You must be amazingly strong.

Bea

Baby Blues said...

I'm glad there are people like you who are strong enough to stand up for these children. You're inspiring. It's sad really that many children are neglected by their parents while we are so willing to give everything to have and care for one. It's so unfair.
Keep up the good work. And I agree, you'd be a great mom!

Hoping For A Baby said...

You and I have more in common than our sarcasm. I've been a teacher, literacy coach, educational researcher, and educational consultant and every school I've worked at has been a "hard" school with "hard" kids, the types of schools that most teachers run away from as soon as they get the chance. I've sought out those schools by choice partly because I need the challenge but also because I have a very high tolerance for dealing with children (and their parents) who other adults have given up on. It infuriates me when people don't believe these kids can learn like kids in affluent, suburban areas. It infuriates me when I see teachers with low expectations. It infuriates me when I see how some of their parents don't care about their children's education. And so, when I tell a teacher or principal or parent off, I don't feel bad because someone has to advocate for these kids because each and every one of them has potential that is just as great as the kids who were lucky enough to be born into a more affluent situation.

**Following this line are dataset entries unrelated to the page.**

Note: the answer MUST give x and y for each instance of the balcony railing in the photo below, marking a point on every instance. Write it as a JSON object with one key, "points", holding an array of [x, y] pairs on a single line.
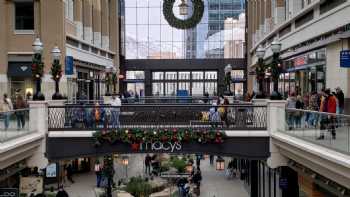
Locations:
{"points": [[325, 129], [14, 124], [96, 117]]}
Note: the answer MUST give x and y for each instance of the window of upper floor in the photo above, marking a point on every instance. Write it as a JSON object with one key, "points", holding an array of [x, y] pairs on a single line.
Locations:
{"points": [[24, 15], [69, 9]]}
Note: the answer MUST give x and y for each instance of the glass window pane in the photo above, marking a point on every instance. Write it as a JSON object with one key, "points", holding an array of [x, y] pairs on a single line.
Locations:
{"points": [[142, 33], [166, 33], [211, 88], [158, 75], [142, 15], [171, 75], [141, 3], [197, 88], [130, 3], [197, 75], [154, 16], [131, 74], [211, 75], [130, 16], [170, 89], [154, 33], [158, 89], [184, 75]]}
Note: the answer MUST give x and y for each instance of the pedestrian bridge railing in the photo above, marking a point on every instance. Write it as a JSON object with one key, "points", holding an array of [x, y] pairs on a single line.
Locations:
{"points": [[326, 129], [97, 117], [14, 124]]}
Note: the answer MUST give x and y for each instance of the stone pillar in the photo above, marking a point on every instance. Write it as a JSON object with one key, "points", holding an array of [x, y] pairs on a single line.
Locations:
{"points": [[78, 17], [105, 23], [254, 184], [38, 123], [268, 16], [87, 20], [97, 22], [280, 13], [276, 122]]}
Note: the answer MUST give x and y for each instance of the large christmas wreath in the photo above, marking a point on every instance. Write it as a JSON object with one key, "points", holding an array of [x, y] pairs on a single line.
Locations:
{"points": [[198, 9], [37, 66], [137, 136]]}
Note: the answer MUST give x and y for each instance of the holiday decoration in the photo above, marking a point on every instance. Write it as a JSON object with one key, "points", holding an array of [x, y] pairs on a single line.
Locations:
{"points": [[136, 136], [198, 9]]}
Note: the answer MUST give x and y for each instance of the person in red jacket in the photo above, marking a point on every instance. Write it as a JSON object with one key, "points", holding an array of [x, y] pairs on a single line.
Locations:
{"points": [[332, 108]]}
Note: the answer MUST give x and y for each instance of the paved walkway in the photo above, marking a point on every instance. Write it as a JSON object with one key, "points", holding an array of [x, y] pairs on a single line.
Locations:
{"points": [[214, 182]]}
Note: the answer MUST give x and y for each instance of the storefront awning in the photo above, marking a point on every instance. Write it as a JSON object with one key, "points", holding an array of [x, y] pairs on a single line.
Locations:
{"points": [[19, 69], [303, 67]]}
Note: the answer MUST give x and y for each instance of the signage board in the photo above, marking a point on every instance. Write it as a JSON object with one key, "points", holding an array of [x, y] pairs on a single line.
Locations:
{"points": [[69, 66], [283, 183], [51, 170], [9, 192], [31, 185], [345, 58]]}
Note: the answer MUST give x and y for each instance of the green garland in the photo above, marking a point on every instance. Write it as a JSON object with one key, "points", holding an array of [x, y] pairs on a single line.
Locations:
{"points": [[37, 66], [198, 10], [137, 136], [56, 70]]}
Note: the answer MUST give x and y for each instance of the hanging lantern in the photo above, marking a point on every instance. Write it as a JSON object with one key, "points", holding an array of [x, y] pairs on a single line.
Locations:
{"points": [[220, 164], [183, 7]]}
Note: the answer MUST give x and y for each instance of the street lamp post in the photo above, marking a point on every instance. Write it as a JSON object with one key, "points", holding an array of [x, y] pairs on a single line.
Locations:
{"points": [[56, 71], [38, 68], [276, 68], [260, 69], [227, 71]]}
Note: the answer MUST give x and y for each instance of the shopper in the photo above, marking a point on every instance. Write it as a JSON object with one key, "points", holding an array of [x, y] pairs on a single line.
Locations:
{"points": [[7, 107], [20, 112], [332, 108], [340, 97], [291, 102], [98, 172], [115, 109], [148, 161], [299, 104], [61, 192]]}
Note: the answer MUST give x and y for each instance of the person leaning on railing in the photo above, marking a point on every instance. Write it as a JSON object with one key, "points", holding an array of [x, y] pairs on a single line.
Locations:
{"points": [[20, 105], [6, 108]]}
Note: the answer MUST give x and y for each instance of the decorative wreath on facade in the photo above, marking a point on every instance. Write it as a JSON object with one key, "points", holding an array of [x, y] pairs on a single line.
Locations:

There is nothing more satisfying to me than seeing a child achieving far more than anyone thought possible. Sometimes, it's just a pain having to deal with all the idiot adults in their lives!

NikkiM said...

Wow. I really admire your threshold, I couldn't do it. I also find it funny that you post this at this time because my very "energy-attuned" aunt who meditates and thinks that you bring about your own energy in this world by your intentions said I was too negative about our IVF not working and that there are people who would pay ME to give their children a good home, and in my North American mindset I said - whaaaa??? She reminded me that there are young girls and girls on drugs that want the best for their kids and know they can't give it. She said and I quote: "If you go to Jamaica right now, to any hospital, within 5 days you will have a baby in your arms" The doctors will hand the child to you as it was left abandoned and the orphanages ca't keep up. Within 2 weeks, you'd have the VISA and adoption approved and be able to take the child home to Canada. GASP! I was simply flabbergasted at how simple she made it sound... I felt so ignorant at what is possible... but then again she makes EVERYTHING seem simple, and positive and just beautiful.

I cannot imagine how you cope in your job. Again, R-E-S-P-E-C-T my girl... I gotta give it to you!

CA Momma said...

You are so strong- I used to work in Victim Witness. It hurt me so much to deal with that stuff day to day. I admire you.